In one dataset (Hodgkin’s lymphoma; GSE17920), patient samples from different centers exhibited a batch effect (9). We adjusted batch effects using COMBAT (10) and computed SS and CS using both original and batch-corrected gene expression values.
Evaluating Association Between Scores and Outcomes
We used the same procedure, depending on the type of treatment outcome, to evaluate SS and CS.
Binary outcomes.
For binary outcomes, we used receiver operating characteristic (ROC) curves. We calculated areas under ROC curves (AUCs) and 95% confidence intervals (CIs). We used one-sided Wilcoxon rank sum tests to see if the median score was higher in the success group. If the lower bound of the 95% confidence interval of the AUC was less than 0.5, the evaluation ended, and we concluded that the score-based predictions were not better than chance. Otherwise, we performed two further tests. First, to determine if the score added value after adjusting for clinical features, we fit multivariable logistic models. We calculated the scaled Brier score (11,12), and the integrated discrimination improvement (IDI) (13) to compare the clinical model with and without SS. (For CS, we compared the model with only CS to the clinical model.) Second, to assess potential improvement in a clinical setting where decisions are usually based on thresholds, we used cutoffs relevant to the specific disease to dichotomize the continuous scores. We calculated point estimates and 95% confidence intervals for the paired false-positive rate (1 − specificity) and true-positive rate (sensitivity). We also computed point estimates and 95% confidence intervals for the positive predictive value and negative predictive value for the dichotomized scores (14). (For detailed methods and R code, see the Supplementary Methods, available online.) Using the percentile of population treatment failure as the cutoff, we built a reclassification table to compare the predictive performance of SS to predictions made using only clinical features. We computed the corresponding 95% confidence interval for the net reclassification improvement (15). If a standard score [eg, the international prognostic score for Hodgkin’s lymphoma (16)] was available to determine treatment outcome for a specific disease, we compared the performance of SS with this score.
Continuous Outcomes.
For continuous outcomes, we calculated the Spearman rank correlation between SS and treatment outcome. We used the asymptotic t approximation to determine if the rank correlation differed from zero (17). If P was less than .05, the evaluation was completed, and we concluded that the score did not predict patient outcome. Otherwise, we fit multivariable linear models to evaluate whether SS added value after adjusting for clinical features.

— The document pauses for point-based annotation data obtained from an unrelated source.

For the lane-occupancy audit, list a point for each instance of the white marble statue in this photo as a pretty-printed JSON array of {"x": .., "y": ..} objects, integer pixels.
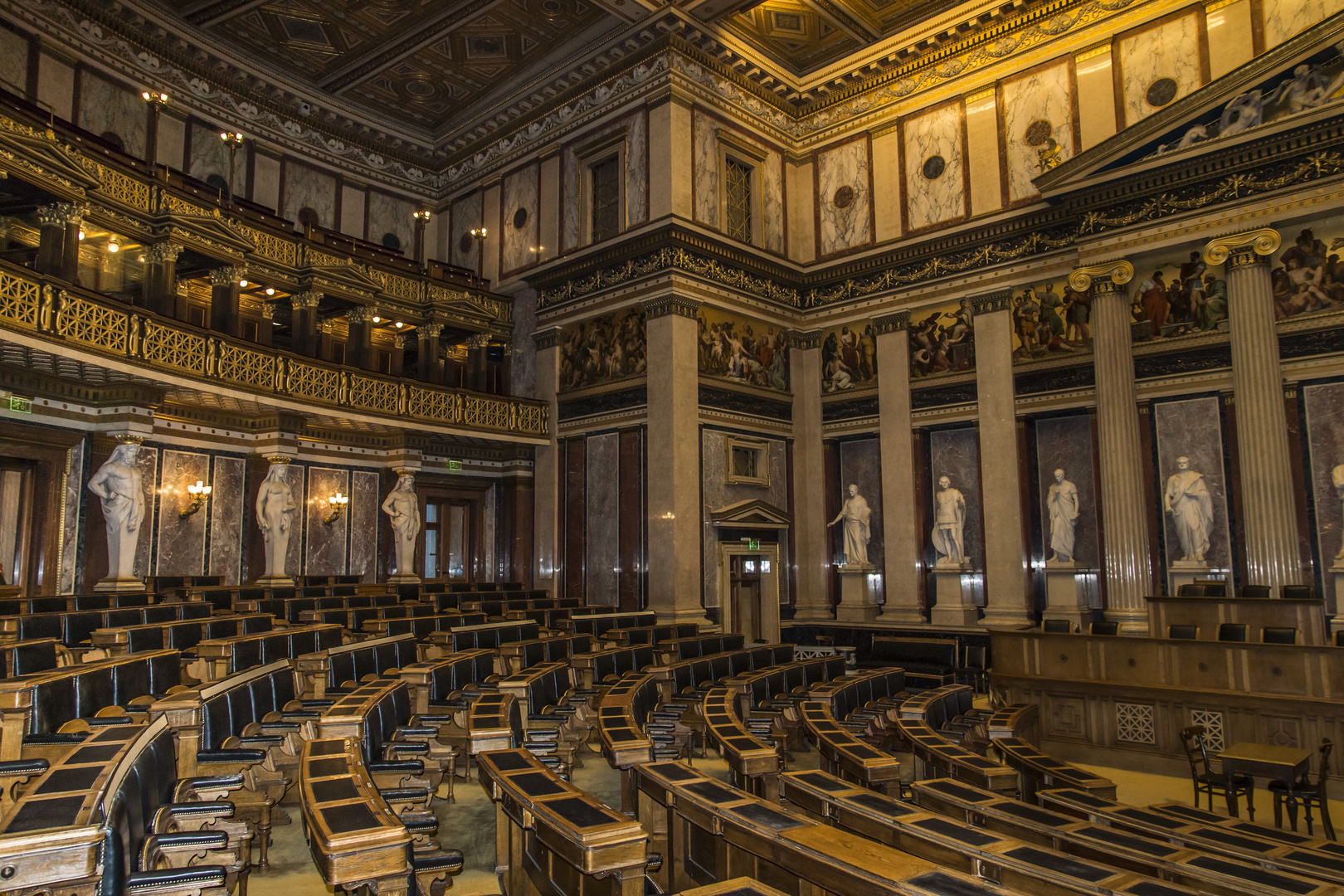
[
  {"x": 856, "y": 533},
  {"x": 949, "y": 524},
  {"x": 1192, "y": 511},
  {"x": 121, "y": 488},
  {"x": 402, "y": 505},
  {"x": 1062, "y": 501},
  {"x": 275, "y": 508}
]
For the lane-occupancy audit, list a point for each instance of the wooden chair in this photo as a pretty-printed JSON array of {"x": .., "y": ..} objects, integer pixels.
[
  {"x": 1209, "y": 781},
  {"x": 1305, "y": 793}
]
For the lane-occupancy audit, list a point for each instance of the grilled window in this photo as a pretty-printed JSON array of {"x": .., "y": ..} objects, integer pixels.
[
  {"x": 738, "y": 201},
  {"x": 606, "y": 199}
]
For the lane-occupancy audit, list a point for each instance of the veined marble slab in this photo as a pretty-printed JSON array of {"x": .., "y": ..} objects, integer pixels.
[
  {"x": 942, "y": 197},
  {"x": 1045, "y": 95},
  {"x": 1170, "y": 50},
  {"x": 851, "y": 225}
]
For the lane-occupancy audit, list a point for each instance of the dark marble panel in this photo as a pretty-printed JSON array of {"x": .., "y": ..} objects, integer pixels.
[
  {"x": 955, "y": 453},
  {"x": 1064, "y": 442},
  {"x": 182, "y": 543},
  {"x": 364, "y": 503},
  {"x": 226, "y": 519},
  {"x": 325, "y": 544},
  {"x": 1194, "y": 429}
]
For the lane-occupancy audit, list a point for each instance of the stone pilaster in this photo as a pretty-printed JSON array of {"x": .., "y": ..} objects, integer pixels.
[
  {"x": 903, "y": 548},
  {"x": 811, "y": 539},
  {"x": 674, "y": 460},
  {"x": 1266, "y": 473},
  {"x": 1125, "y": 562},
  {"x": 1001, "y": 485}
]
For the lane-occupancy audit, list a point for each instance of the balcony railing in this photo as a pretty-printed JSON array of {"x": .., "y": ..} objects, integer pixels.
[{"x": 89, "y": 321}]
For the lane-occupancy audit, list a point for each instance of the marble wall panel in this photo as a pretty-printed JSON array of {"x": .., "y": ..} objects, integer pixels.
[
  {"x": 1166, "y": 51},
  {"x": 1194, "y": 429},
  {"x": 604, "y": 520},
  {"x": 845, "y": 199},
  {"x": 1064, "y": 442},
  {"x": 465, "y": 215},
  {"x": 392, "y": 215},
  {"x": 182, "y": 543},
  {"x": 364, "y": 516},
  {"x": 1288, "y": 17},
  {"x": 519, "y": 195},
  {"x": 704, "y": 145},
  {"x": 105, "y": 106},
  {"x": 928, "y": 137},
  {"x": 71, "y": 529},
  {"x": 309, "y": 188},
  {"x": 953, "y": 453},
  {"x": 718, "y": 494},
  {"x": 226, "y": 519},
  {"x": 325, "y": 544},
  {"x": 1043, "y": 95}
]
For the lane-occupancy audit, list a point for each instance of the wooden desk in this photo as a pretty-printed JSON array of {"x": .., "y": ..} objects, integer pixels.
[{"x": 1265, "y": 762}]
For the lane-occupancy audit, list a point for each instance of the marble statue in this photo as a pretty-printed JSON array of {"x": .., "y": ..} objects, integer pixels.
[
  {"x": 1062, "y": 501},
  {"x": 402, "y": 505},
  {"x": 275, "y": 505},
  {"x": 1192, "y": 509},
  {"x": 121, "y": 488},
  {"x": 856, "y": 533},
  {"x": 949, "y": 524}
]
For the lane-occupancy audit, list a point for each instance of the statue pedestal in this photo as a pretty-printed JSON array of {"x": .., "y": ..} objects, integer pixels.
[
  {"x": 113, "y": 583},
  {"x": 858, "y": 594},
  {"x": 1185, "y": 572},
  {"x": 1064, "y": 599},
  {"x": 955, "y": 605}
]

Right-Censored Treatment Outcomes.
For time-to-event outcomes, we fit Cox regression models using SS as the predictor. If P was less than .05, the evaluation was completed, and we concluded that SS did not predict survival. Otherwise, we fit multivariable Cox models to evaluate whether SS statistically significantly added value after adjusting for clinical features.
Evaluating the Combined Score
The CS from MPI incorporates age and stage with the same coefficients for every type of cancer and thus assumes that these features contribute to every response in the same way. In contrast, we fit multivariable models to estimate effects of age and stage in each study.

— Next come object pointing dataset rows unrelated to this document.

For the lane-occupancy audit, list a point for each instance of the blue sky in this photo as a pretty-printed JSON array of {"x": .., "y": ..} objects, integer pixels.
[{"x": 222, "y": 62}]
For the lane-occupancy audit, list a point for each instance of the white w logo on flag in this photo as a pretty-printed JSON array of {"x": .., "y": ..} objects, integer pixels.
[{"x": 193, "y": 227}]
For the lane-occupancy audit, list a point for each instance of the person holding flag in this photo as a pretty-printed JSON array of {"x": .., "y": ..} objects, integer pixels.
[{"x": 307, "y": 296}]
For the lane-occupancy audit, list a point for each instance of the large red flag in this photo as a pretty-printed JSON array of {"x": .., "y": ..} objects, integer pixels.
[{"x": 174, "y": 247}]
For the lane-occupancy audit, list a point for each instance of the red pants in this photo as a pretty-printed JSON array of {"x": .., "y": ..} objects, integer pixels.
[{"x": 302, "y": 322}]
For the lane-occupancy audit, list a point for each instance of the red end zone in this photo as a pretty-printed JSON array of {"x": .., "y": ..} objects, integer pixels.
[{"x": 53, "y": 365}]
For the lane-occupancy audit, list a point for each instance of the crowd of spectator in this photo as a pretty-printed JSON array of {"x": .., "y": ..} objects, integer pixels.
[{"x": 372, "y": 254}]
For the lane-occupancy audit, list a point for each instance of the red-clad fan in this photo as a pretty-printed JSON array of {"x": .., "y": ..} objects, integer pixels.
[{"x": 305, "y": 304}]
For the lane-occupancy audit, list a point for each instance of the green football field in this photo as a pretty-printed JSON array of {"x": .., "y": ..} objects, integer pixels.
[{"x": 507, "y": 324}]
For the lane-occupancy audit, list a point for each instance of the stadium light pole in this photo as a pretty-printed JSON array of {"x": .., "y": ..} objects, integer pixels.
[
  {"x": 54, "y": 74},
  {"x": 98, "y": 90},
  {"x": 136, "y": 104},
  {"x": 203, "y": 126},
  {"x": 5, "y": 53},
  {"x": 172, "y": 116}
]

We performed all analyses using the R statistical software environment, version 2.15.1 (R Foundation for Statistical Computing, Vienna, Austria). The gene lists, R code to generate sensitivity scores, and complete documentation underlying our results are available at http://bioinformatics.mdanderson.org/Supplements/MPI.
Results
Dataset Searching
Using the search string (see Methods) in GEO in December 2010 yielded 203 studies that contained at least 100 microarray “cel” files from either Affymetrix Human Genome U133A or U133 Plus 2.0 Arrays. A list of all 203 studies is provided in Supplementary Table 1 (available online).
In GEO, one dataset is sometimes a subset of another; in this case, we only retained the larger dataset. Manually eliminating subsets reduced the 203 datasets to 191. Of these, 102 (54%) contained gene expression profiles from patient tumor samples. The others included samples from healthy people or cell lines. Of the 102 tumor datasets, 74 (73%) contained data from at least 100 distinct patients. Only 39 of 74 (53%) contained clinical information giving the individual treatment outcome for each patient, and only 24 of 74 (31%) specified the treatment that each individual patient received. In total, only 23 datasets in GEO meet criteria 3 through 5 for model validation purposes. A similar investigation in ArrayExpress yielded zero datasets satisfying these criteria. Detailed information about these 23 datasets is given in Supplementary Table 2 (available online).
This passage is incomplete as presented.